To this end, one may be reminded of the leadership style manifested by Abraham Lincoln who long evoked the spirit of egalitarianism with an ongoing appeal for human life, intellectual humility, and moral courage.
Known as “The Great Emancipator”, President Lincoln was a self-made man who consistently found the courage to invigorate the spirits of those around him.
Indeed, it is heartening to note that progressive companies have viewed the stipulation as an opportunity to reassess the board and board committee configuration and promote recalibration.
These progressive companies seemingly commit to a continual cycle of renewal vis a vis diversity considerations, changing needs of the external as well as internal environment over time and the company’s business strategy.Selected companies have also taken the extra mile by introducing supplementary measures which include limiting the size of board committee as this would also serve as a means to promote objectivity across board committees.
By ensuring that the configuration of a board committee does not extend to a size that would be more than half of the board, the company can seek comfort that there is no premeditated consensus amongst board members when recommendations flow from the board committees to the board.
In addition, it is interesting to note that in effecting the demarcation of board chairmen from board committees, some companies have also undertaken to review the remuneration package of the board chairman to ensure that the recalibration does not compromise the overall competitiveness of the chairman’s remuneration package which is critical to attract high calibre individuals.
Whilst progressive companies have taken this stipulation (i.e. detachment of board chairman from board committees) on their stride, there are still a discernible number of companies which continue to dither or even attempt circumvent the application of the practice.
For example, some companies have undertaken to perform a cosmetic change by detaching the board chairman from the board committees on paper but in essence, continue to have them as a permanent invitee of the board committee.
Rather interestingly, there are also companies which do not subscribe to the saying, “what is good for the goose should also be good for the gander”.

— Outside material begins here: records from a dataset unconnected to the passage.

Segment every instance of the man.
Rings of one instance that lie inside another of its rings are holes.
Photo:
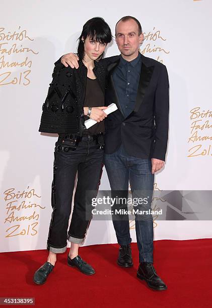
[[[115,103],[118,110],[105,119],[104,163],[112,194],[127,197],[129,181],[132,196],[148,192],[152,201],[154,174],[164,165],[168,135],[169,81],[166,66],[139,52],[144,39],[139,21],[131,16],[116,25],[115,40],[121,55],[101,60],[107,68],[106,106]],[[64,55],[61,62],[78,67],[76,56]],[[100,118],[102,120],[102,118]],[[146,197],[147,197],[146,194]],[[139,206],[151,209],[151,202]],[[126,208],[126,204],[116,204]],[[133,265],[128,217],[113,216],[120,247],[117,264]],[[135,214],[139,265],[137,276],[155,290],[167,287],[153,266],[152,215]]]

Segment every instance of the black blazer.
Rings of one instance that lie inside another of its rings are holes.
[[[125,118],[116,93],[112,73],[120,56],[104,59],[107,67],[106,104],[118,109],[105,120],[105,151],[115,152],[123,142],[129,155],[165,161],[169,127],[169,80],[166,66],[142,56],[140,75],[134,110]]]
[[[66,67],[59,59],[54,63],[52,81],[42,106],[39,131],[82,135],[86,129],[83,105],[88,70],[82,61],[78,69]],[[93,69],[105,94],[106,70],[95,61]]]

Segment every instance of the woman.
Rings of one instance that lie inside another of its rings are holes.
[[[95,17],[84,26],[79,38],[78,69],[55,63],[42,114],[39,131],[59,134],[55,143],[52,184],[53,211],[47,249],[47,261],[35,273],[34,281],[44,283],[52,271],[56,254],[66,250],[71,243],[67,263],[87,275],[95,273],[93,267],[79,255],[80,244],[91,219],[92,194],[97,192],[102,173],[105,71],[98,60],[102,58],[112,39],[110,29],[104,20]],[[98,123],[89,129],[84,121],[90,118]],[[74,207],[67,235],[71,212],[75,178],[78,182]],[[95,196],[93,196],[93,197]]]

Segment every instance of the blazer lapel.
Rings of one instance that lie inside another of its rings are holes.
[[[118,108],[119,110],[121,112],[121,114],[123,115],[123,117],[124,117],[124,115],[123,112],[122,108],[121,108],[121,104],[120,104],[119,100],[118,99],[118,95],[117,94],[116,90],[115,87],[114,83],[113,76],[112,76],[112,73],[113,72],[113,70],[115,68],[115,67],[117,66],[117,65],[118,64],[118,63],[119,63],[119,61],[120,61],[120,58],[115,62],[109,64],[107,67],[107,70],[109,74],[109,82],[110,83],[111,88],[112,89],[112,91],[113,91],[114,97],[115,100],[115,102],[113,102],[113,102],[115,103],[117,108]]]
[[[150,84],[154,66],[147,66],[142,58],[142,67],[140,69],[140,79],[137,88],[137,96],[133,111],[138,111],[140,105],[144,101],[145,92]]]

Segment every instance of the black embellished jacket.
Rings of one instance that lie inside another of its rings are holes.
[[[105,69],[94,61],[93,71],[105,94]],[[82,135],[85,126],[83,105],[88,70],[82,61],[79,68],[64,66],[60,59],[54,63],[52,81],[42,106],[39,131]]]

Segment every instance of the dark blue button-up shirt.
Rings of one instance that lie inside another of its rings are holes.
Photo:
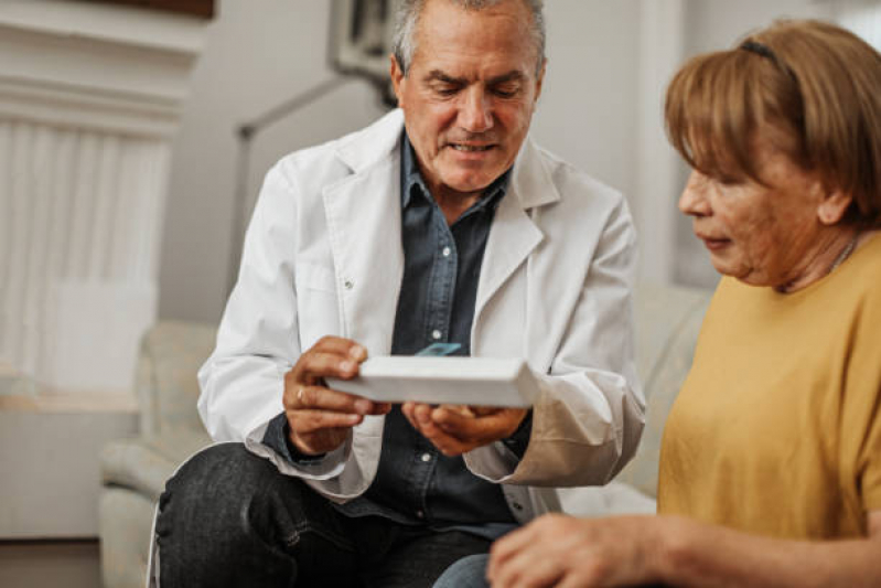
[[[412,355],[431,343],[461,346],[470,355],[471,327],[483,252],[509,171],[452,225],[427,189],[406,136],[401,141],[401,239],[404,279],[398,297],[393,355]],[[508,447],[523,456],[531,419]],[[293,461],[280,415],[265,442]],[[272,440],[271,438],[275,438]],[[281,446],[281,447],[278,447]],[[462,528],[495,537],[516,522],[498,484],[471,473],[462,457],[449,458],[413,429],[395,406],[386,417],[376,479],[361,498],[337,509],[350,516],[380,515],[406,524]]]

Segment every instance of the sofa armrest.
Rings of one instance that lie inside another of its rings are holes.
[[[155,501],[165,481],[190,456],[211,445],[207,434],[175,431],[161,438],[120,439],[101,450],[101,481]]]
[[[136,389],[141,435],[204,430],[196,411],[196,373],[214,349],[216,325],[161,321],[141,339]]]

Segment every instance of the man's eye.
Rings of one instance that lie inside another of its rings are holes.
[[[496,86],[493,88],[493,94],[502,98],[513,98],[519,89],[517,86]]]
[[[452,96],[459,88],[456,86],[434,86],[434,92],[441,96]]]

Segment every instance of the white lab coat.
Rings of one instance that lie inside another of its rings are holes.
[[[282,410],[283,376],[323,335],[391,349],[404,252],[400,110],[269,171],[238,282],[198,374],[216,441],[245,441],[289,475],[345,502],[376,474],[384,417],[367,417],[320,464],[260,441]],[[525,522],[558,510],[552,488],[608,482],[644,423],[631,311],[634,229],[624,199],[527,140],[490,231],[471,332],[474,356],[524,357],[540,382],[523,459],[503,443],[464,456],[504,484]]]

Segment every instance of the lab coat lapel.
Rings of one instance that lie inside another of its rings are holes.
[[[507,194],[498,204],[486,240],[477,284],[475,324],[486,303],[545,238],[530,218],[531,209],[557,200],[559,194],[541,164],[537,148],[527,140],[514,164]]]
[[[391,350],[404,276],[397,151],[323,194],[343,336],[370,355]]]

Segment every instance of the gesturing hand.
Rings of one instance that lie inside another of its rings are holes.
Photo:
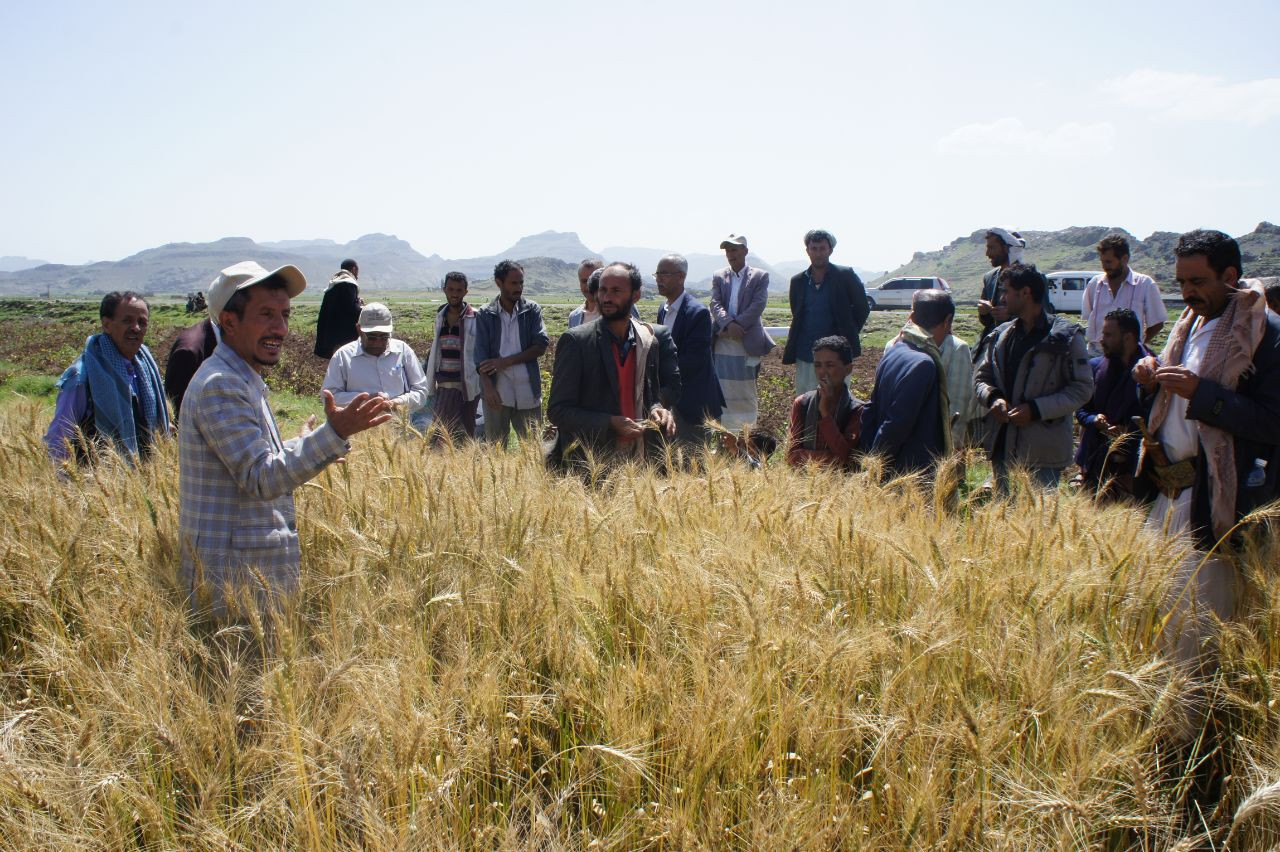
[[[649,420],[655,422],[667,438],[676,435],[676,418],[666,408],[654,408],[649,412]]]
[[[1147,356],[1133,366],[1133,380],[1142,385],[1143,390],[1151,393],[1156,389],[1157,370],[1160,370],[1160,362],[1153,357]]]
[[[1199,388],[1199,376],[1187,367],[1161,367],[1156,371],[1156,381],[1187,399],[1190,399]]]
[[[383,397],[360,394],[347,406],[338,407],[333,394],[324,391],[324,416],[338,438],[347,440],[356,432],[380,426],[392,418],[389,403]]]
[[[609,429],[622,440],[632,440],[644,435],[644,426],[622,414],[609,417]]]

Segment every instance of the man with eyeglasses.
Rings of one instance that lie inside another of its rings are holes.
[[[360,394],[381,397],[393,408],[413,413],[426,404],[428,383],[422,363],[403,340],[392,338],[392,312],[381,302],[360,311],[360,336],[338,347],[329,359],[324,389],[339,406]]]
[[[680,402],[676,403],[676,439],[690,445],[707,440],[703,422],[719,420],[724,408],[712,362],[712,312],[685,289],[689,261],[681,255],[667,255],[658,261],[653,276],[658,296],[667,301],[658,308],[658,324],[671,329],[680,365]]]

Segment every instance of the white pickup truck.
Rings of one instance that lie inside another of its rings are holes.
[[[1089,279],[1102,272],[1085,272],[1080,270],[1068,270],[1050,272],[1048,301],[1053,303],[1057,312],[1079,313],[1084,310],[1084,285]]]

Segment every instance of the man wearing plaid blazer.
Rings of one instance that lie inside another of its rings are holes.
[[[390,418],[380,397],[360,394],[339,408],[325,391],[326,422],[280,438],[262,374],[280,359],[289,299],[303,288],[297,267],[268,272],[252,261],[224,269],[210,288],[221,343],[182,402],[178,525],[191,604],[218,619],[239,590],[266,613],[297,588],[293,489],[346,455],[348,438]]]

This cohort opt to harp on strict literal reading that the application only relates to the audit committee, nomination committee or remuneration committee (promulgated by the Malaysian Code on Corporate Governance) and resultantly, they are insisting that the board chairman should be allowed to assume additional positions or be able to continue occupying other board committees such as risk committee, investment committee, procurement committee and the like.
It is acknowledged that some may argue on the exceptions to the rationale of introducing this practice.

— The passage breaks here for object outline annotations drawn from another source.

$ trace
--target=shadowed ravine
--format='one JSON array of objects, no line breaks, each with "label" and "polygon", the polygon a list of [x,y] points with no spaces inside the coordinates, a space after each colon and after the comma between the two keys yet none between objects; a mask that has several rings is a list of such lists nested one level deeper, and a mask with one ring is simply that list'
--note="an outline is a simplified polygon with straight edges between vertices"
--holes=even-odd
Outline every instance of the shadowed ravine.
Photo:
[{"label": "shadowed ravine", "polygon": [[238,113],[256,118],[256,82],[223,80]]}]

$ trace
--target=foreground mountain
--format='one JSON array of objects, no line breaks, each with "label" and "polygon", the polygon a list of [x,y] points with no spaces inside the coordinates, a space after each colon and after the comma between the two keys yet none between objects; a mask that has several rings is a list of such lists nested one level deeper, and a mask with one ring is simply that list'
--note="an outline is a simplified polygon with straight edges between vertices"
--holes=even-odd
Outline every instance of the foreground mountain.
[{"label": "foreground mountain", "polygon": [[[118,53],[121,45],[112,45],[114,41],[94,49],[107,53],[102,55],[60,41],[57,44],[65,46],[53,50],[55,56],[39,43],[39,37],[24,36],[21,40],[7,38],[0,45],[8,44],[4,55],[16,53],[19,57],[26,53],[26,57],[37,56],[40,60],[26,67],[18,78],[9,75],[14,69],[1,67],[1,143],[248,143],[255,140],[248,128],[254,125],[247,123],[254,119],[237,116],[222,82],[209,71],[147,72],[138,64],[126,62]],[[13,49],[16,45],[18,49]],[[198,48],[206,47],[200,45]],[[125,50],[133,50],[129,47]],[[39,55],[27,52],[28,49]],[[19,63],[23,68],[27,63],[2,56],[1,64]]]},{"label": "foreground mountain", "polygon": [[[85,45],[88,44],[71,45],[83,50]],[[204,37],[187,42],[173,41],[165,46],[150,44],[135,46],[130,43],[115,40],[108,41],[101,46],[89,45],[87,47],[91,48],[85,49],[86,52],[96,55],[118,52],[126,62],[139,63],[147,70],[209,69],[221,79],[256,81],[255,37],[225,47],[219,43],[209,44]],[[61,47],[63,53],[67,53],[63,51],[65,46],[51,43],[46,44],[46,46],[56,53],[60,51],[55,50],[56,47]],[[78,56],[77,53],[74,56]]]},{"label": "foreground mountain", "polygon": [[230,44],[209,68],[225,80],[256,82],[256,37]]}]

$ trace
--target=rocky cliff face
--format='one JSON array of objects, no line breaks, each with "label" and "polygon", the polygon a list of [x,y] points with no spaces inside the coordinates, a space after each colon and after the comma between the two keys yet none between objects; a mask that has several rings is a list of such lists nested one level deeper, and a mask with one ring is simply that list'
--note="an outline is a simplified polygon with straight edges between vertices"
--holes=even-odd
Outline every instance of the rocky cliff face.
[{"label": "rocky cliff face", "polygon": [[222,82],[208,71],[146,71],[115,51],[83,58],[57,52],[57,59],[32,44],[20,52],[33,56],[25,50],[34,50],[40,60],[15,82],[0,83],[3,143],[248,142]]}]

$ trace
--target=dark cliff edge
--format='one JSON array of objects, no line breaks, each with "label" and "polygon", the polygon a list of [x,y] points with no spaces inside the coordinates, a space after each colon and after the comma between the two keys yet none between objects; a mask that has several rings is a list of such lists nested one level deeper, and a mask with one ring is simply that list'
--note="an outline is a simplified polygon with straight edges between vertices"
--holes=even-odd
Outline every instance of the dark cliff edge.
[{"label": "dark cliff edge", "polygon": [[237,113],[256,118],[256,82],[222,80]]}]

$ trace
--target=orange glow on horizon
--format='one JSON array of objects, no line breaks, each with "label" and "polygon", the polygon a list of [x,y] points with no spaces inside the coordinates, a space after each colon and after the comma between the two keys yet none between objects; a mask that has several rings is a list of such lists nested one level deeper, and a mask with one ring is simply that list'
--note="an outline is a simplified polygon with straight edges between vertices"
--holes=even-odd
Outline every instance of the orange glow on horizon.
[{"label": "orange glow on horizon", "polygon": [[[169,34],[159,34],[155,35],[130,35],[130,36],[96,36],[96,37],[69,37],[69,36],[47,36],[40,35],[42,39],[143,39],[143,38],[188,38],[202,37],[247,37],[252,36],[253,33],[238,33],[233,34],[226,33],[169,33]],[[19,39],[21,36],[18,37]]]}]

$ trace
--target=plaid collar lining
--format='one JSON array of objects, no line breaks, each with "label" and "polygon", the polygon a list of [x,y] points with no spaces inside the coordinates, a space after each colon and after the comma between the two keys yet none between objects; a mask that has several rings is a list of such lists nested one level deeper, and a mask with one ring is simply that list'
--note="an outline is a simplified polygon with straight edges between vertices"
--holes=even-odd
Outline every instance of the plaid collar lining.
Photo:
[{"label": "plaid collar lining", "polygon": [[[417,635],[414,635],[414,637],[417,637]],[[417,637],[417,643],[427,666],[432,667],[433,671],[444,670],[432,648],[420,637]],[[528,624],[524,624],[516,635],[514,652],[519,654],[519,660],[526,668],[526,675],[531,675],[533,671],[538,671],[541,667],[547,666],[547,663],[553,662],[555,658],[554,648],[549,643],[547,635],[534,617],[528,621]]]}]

One may posit that the chairman is capable of displaying heightened objectivity and thus, can mediate deliberations flowing from the board committee to the board in a non-partisan manner.
Alternatively, the board members may represent strong minded individuals who will not allow recommendations from the board committee (comprising the chairman) to be steamrolled at the board level.
These are certainly valid considerations but as with most intricate corporate governance matters, it is best to err on the side of prudence when it comes to policy making and application in substance by listed issuers across varied sizes and sectors.
All in all, it is worth emphasising that effective board chairmen are ones who do not call the shots or take centre stage by being first among equals or but rather, they create enabling conditions for other directors to cogitate on matters put forth for deliberations. Such chairmen recognise their role to be less of a commander but more of facilitator.